Last December, Varseon, a pharmaceutical company in Silicon Valley received $8.65 million to pay for renovations to make its research and administrative facility in Fremont, Calif., more energy efficient. But the money was not a loan, and it wasn’t a grant.
Instead, Varseon, received the cash through commercial PACE financing. It will pay back the $8.65 million through an assessment on its property tax bills.
The amount of PACE financings that have been completed is growing quickly. For example, borrowers completed $222 million in PACE financings in 2017. That is more than double the $132 million in PACE financings created in 2016, according to data from PACE Nation.
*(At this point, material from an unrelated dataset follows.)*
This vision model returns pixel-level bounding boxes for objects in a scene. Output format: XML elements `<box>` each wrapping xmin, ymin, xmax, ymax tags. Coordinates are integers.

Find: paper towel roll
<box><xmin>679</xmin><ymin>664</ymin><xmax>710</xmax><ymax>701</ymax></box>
The typical size of PACE financings is also getting larger—70 percent of the PACE transactions performed by CleanFund are now $70 million or larger, compared with just 20 percent a few years ago. Generally PACE has been used to renovate existing buildings, but some developers now also use PACE to help finance new construction.
“We have reached an inflection point in the popularity of PACE,” says Billy Grayson, executive director of the Urban Land Institute’s Center for Sustainability and Economic Performance.
PACE financing provides capital for building features that are specified by a local PACE program. Usually, these features cut the utility bill for the property by saving energy or water.
The financing is like a loan in that it must be paid back over a set term. But unlike a loan, the outstanding balance of a PACE financing does not appear on the balance sheets of the property. Instead, the payments are added to the property tax assessment for the property. Local property tax officials effectively become the servicers for the PACE financing.
The term of a PACE financing is typically 10 to 20 years, though some PACE financings have terms as long as 25 to 30 years. The term must be consistent with the useful life of the equipment it pays for. The longer the term, the lower the payments the property owners must make to repay the financing.
Because PACE financings are repaid through the property tax bills for the property, the companies like CleanFund that arrange PACE financing can be confident that the financing will be repaid, even if a property defaults on other financial obligations.
Interest rates for PACE may fall as some finance providers have experimented with securitizing the debt from PACE financings, selling the debts as bonds. For a property to use PACE financing, the other lenders that the property has borrowed money from need to approve the financing and the new property tax assessment.
PACE financing takes money out of the operating budget of a building to make improvements that are highly likely to cut the utility bills for the building. But those utility savings are not guaranteed.
Capital raised by PACE can also replace some of the equity that would otherwise need to be provided by the property owner. However, in most cases, the total amount of the PACE financing and the mortgage on the property cannot be more than 90 percent of the value of the property, officials said.
For PACE financing to work, local tax officials need to create their own local PACE programs that will allow them to collect the payments. So far, 33 states have passed legislation that allows local jurisdictions to create commercial PACE financing programs.
“More states are passing legislation to allow PACE,” Grayson said.
But different states have created different rules for their PACE programs. For example, in Texas, PACE renovations must meet one of the recognized industry standards for energy efficiency. In Florida, PACE financing can also be used to help pay for storm-proofing.